Los soldados se quedaron atónitos ante lo que habían hecho, se dieron cuenta de que habían matado a unos civiles. Se sintieron culpables y arrepentidos por su error.
― ¡Oh, no! ¡Qué hemos hecho! ― exclamó el soldado, lamentándose.
― No lo sabía. Pensé que eran zombis ― dijo el otro soldado, justificándose.
― No importa. Hemos matado a unos inocentes. Hemos fallado a nuestro deber ― dijo el primer soldado, reconociendo el error.
Los soldados se quedaron en silencio. No sabían cómo reparar su error. No sabían cómo seguir adelante. Se quedaron en shock, no pudiendo creer lo que habían hecho. Habían matado a unos civiles por error.
― ¿Qué vamos a hacer ahora? ― preguntó uno de los soldados, nervioso.
― No lo sé. Tenemos que informar al comandante ― respondió otro soldado.
― ¿Y qué le vamos a decir? ¿Que hemos matado a unos inocentes? ¿Que hemos fallado a nuestro deber? ― dijo el primer soldado, nervioso.
― No tenemos otra opción. Tenemos que decir la verdad ― dijo el segundo soldado.
Los soldados se comunicaron por radio con el comandante. Le contaron lo que había sucedido. Le pidieron perdón y le rogaron que no los castigara.
El comandante escuchó el informe con incredulidad y enfado. No podía creer lo que habían hecho sus hombres. Habían cometido un grave error que podía tener consecuencias fatales.
― ¿Están locos? ¿Cómo han podido hacer algo así? ¿No se dan cuenta de que han puesto en peligro a toda la ciudad? ¡Descuidaron la fortaleza para disparar a un coche de civiles! ― gritó el comandante, furioso.
― Lo sentimos, señor. Fue un accidente. Pensábamos que eran zombis ― se disculparon los soldados, asustados.
― No me sirven sus excusas. Han actuado sin pensar. Han disparado sin confirmar. Han violado las normas de seguridad ― les reprochó el comandante, furioso.
― ¿Qué quiere que hagamos, señor? ¿Qué podemos hacer para remediarlo? ― preguntaron los soldados, asustados.
― Lo único que pueden hacer es rezar para que no haya más zombis por ahí.
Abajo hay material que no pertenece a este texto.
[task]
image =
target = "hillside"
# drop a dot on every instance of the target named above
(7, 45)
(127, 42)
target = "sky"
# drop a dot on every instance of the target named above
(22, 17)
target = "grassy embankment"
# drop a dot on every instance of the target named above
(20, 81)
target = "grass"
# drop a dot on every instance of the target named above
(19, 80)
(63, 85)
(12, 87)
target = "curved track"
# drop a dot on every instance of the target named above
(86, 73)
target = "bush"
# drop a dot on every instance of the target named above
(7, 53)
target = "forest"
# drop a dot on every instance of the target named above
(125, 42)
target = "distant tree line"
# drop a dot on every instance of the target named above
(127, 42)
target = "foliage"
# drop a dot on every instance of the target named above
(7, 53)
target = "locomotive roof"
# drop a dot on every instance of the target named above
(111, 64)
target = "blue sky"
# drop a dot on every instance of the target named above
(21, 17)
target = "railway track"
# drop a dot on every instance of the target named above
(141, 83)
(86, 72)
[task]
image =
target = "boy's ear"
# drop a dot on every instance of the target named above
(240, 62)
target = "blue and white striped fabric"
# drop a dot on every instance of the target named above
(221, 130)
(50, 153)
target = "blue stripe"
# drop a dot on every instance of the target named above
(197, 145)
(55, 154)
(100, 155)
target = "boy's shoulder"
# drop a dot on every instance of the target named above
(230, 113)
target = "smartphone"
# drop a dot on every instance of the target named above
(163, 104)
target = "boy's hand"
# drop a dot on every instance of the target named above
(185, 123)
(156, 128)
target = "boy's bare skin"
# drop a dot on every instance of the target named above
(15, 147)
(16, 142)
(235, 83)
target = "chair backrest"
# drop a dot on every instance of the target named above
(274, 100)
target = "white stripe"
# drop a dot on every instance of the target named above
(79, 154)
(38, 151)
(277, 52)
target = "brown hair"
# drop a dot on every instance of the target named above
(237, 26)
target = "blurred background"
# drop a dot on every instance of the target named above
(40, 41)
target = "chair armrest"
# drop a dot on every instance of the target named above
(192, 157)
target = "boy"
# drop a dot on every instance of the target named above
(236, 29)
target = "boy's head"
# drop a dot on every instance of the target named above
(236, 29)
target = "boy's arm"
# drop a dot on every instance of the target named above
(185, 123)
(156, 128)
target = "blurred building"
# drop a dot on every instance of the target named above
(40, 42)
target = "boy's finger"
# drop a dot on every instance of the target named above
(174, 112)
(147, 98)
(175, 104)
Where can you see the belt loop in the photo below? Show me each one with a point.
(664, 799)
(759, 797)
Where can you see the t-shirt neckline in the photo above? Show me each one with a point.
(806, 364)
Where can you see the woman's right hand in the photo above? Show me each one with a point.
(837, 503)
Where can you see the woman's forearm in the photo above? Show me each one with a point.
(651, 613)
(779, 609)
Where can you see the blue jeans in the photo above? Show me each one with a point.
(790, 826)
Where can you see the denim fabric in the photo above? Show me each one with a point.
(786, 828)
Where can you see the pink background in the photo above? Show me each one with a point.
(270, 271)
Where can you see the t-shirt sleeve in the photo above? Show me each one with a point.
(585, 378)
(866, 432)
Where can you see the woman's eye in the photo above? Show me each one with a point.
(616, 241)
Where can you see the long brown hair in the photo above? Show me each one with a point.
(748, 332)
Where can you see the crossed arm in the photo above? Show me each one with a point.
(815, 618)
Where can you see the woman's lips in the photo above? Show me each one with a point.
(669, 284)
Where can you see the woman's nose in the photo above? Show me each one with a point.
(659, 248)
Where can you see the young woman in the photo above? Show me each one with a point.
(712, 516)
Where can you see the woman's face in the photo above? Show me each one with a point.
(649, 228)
Y para que no haya más civiles infectados en la ciudad ― dijo el comandante, furioso.
El comandante les ordenó que se quedaran en sus puestos y que continuaran vigilando la situación. Les dijo que enviaría un equipo de limpieza para recoger los restos del coche y de los cuerpos. Les ordenó que esperaran su llamada.
Los soldados obedecieron al comandante y se quedaron en sus puestos. Se sintieron culpables y arrepentidos por su error. Se sintieron temerosos y angustiados por la situación.
Pero lo que no sabían era que su error había desencadenado una catástrofe.
No eran conscientes de que la explosión del coche y otras similares ocasionadas en otros puntos de la ciudad, habían atraído a más zombis hacia la misma, los cuales habían logrado ingresar por otras entradas menos vigiladas, comenzando a atacar a todos los habitantes.
La ciudad de Montevideo se convirtió en un infierno. Los zombis invadieron las calles y los edificios, matando y devorando a los habitantes. Los soldados y los policías intentaron defender la ciudad, pero fueron superados en número y en fuerza. Los civiles se escondieron en sus casas, en sus refugios, en sus bunkers, pero no pudieron escapar de la muerte. El virus zombi se propagó por toda la ciudad, infectando a todos los que entraban en contacto con él. Nadie se salvó. Nadie sobrevivió.
El comandante fue el último en caer. Se atrincheró en su oficina, rodeado de armas y municiones. Resistió hasta el final, disparando a los zombis que intentaban entrar. Pero no pudo evitar que lo mordieran. Sintió el dolor y el horror de la infección. Sintió el cambio y la pérdida de su humanidad. Antes de convertirse en zombi, se pegó un tiro en la cabeza.
Así terminó Montevideo, la ciudad de los resilientes. De manera trágica y cruel, que pudo haber sido diferente de no ser por la suma de errores.